Concerned with the double quality standards for foodstuffs traded by West-European companies to Central and Eastern Europe, Slovakia and the Czech Republic this past weekend called a Consumer Summit in Bratislava
Countries from Central and Eastern Europe are accusing countries from Western Europe of supplying products of inferior quality, although they are being sold by the same brand in the West. This isn’t news, as last year Bulgaria, the Czech Republic, Croatia, Estonia and Slovakia notified the European Commission with respect to the double quality standards of products sold in the East and the West.
This is why Slovakia and the Czech Republic last weekend organized a Consumer Summit in Bratislava, in an attempt to combat the trading of inferior-quality foodstuffs in countries that only recently joined the European Union. “The deliberate discrimination against food consumers in Central and Eastern Europe is unacceptable”, Polish Prime Minister Beata Szydlo said on the sidelines of the event.

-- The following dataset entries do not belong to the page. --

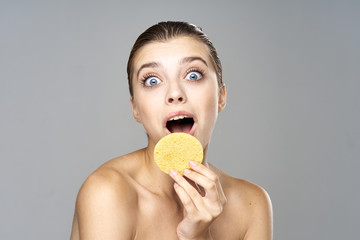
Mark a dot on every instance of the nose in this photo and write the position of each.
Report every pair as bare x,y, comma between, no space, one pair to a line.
175,94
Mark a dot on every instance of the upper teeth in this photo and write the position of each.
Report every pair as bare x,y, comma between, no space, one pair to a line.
178,117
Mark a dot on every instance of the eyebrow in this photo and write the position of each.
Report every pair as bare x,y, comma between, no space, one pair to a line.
147,65
182,61
191,59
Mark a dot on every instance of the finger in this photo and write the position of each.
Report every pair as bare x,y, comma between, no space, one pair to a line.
210,187
190,190
187,202
203,170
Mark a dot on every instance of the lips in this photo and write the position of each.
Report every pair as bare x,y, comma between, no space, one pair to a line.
180,121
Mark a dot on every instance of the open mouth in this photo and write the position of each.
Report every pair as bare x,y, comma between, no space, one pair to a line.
181,123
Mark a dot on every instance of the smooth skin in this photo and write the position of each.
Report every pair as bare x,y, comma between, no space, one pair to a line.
129,197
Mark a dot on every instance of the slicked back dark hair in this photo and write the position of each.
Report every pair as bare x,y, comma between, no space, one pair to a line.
164,31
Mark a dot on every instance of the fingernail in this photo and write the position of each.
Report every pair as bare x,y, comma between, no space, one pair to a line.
173,172
192,163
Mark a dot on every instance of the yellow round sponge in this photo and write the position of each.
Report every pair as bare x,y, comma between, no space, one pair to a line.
174,151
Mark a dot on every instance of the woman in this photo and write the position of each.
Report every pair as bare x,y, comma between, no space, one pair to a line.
173,71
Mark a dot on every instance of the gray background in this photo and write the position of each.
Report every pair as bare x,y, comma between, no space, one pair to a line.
291,124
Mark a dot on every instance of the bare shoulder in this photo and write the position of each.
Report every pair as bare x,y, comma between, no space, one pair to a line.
106,203
249,204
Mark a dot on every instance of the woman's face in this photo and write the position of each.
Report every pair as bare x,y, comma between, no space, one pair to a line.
176,89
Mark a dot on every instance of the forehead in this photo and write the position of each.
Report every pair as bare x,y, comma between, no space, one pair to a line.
171,50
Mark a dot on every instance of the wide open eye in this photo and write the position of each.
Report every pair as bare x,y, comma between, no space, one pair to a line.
152,81
193,76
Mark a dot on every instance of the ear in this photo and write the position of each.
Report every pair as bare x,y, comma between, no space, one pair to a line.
222,98
134,110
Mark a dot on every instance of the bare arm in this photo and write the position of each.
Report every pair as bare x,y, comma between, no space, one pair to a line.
105,208
260,222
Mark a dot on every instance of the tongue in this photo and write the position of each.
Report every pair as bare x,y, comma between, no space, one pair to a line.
175,127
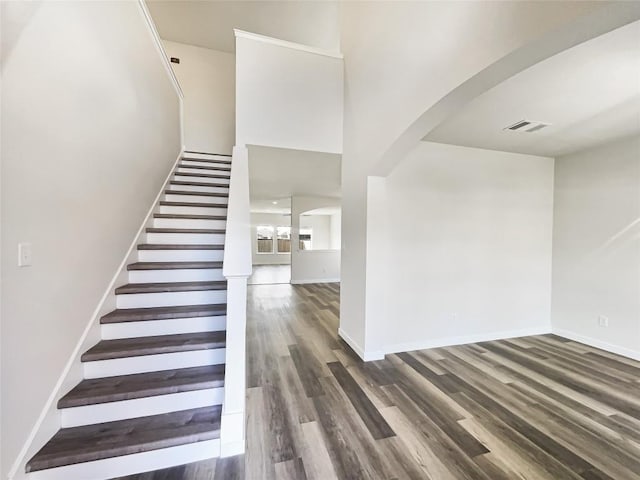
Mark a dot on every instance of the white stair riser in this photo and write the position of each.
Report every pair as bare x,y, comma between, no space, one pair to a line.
173,326
199,188
193,210
180,255
186,169
188,223
186,238
132,464
172,197
200,171
188,163
140,407
153,363
208,156
168,299
191,275
186,178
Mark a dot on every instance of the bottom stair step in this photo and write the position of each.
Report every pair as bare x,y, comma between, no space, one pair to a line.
124,437
127,387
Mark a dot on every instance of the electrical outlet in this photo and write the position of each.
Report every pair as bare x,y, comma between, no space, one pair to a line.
24,255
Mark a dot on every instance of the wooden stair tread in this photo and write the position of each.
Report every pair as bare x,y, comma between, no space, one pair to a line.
164,313
173,265
199,194
188,216
206,160
140,346
186,230
199,184
202,167
174,246
163,287
123,437
202,175
167,203
141,385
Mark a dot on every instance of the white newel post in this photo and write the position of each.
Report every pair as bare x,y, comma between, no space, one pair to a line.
236,269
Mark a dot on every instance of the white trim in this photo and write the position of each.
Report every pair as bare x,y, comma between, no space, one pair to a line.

In turn, Slovakian Prime Minister Robert Fico said the European Union has no place for second-rate consumers.
Hungary’s Prime Minister Viktor Orban said Europe’s economy is based on trust between member states, while the double standards of food quality is a particularly sensitive matter for Central Europe due to its communist past. Large multinationals have been deceiving consumers in Central Europe, Orban went on to say. Attending the Bratislava Summit, EU Commissioner for Justice, Consumers and Gender Equality Vera Jourova proposed a methodology for comparing foodstuffs in the community bloc, a measure appreciated by the leaders of the Visegrad Group, which includes the Czech Republic, Hungary, Poland and Slovakia, who nevertheless say it is a first in what they call a long line of actions that need to be taken.
A comparative analysis carried out this summer on foodstuffs perceived as having double quality standards highlighted quality differences in 9 out of the total of 29 tested samples. The Summit in Bratislava brought together representatives of the Romanian Agriculture Ministry and the National Consumer Protection Agency.
According to a Ministry release, Romania wants a clear legislation in the field at European Union level, specific control methodologies across Member States and a good cooperation with the European Commission, allowing Member States to best respond to the issue of double standards in food quality. Participants in the Summit agreed on a mechanism of cooperation aimed at identifying products that might have different quality parameters, depending on the market. Romanian experts will thus work with MEPs to develop a new legislation for this field.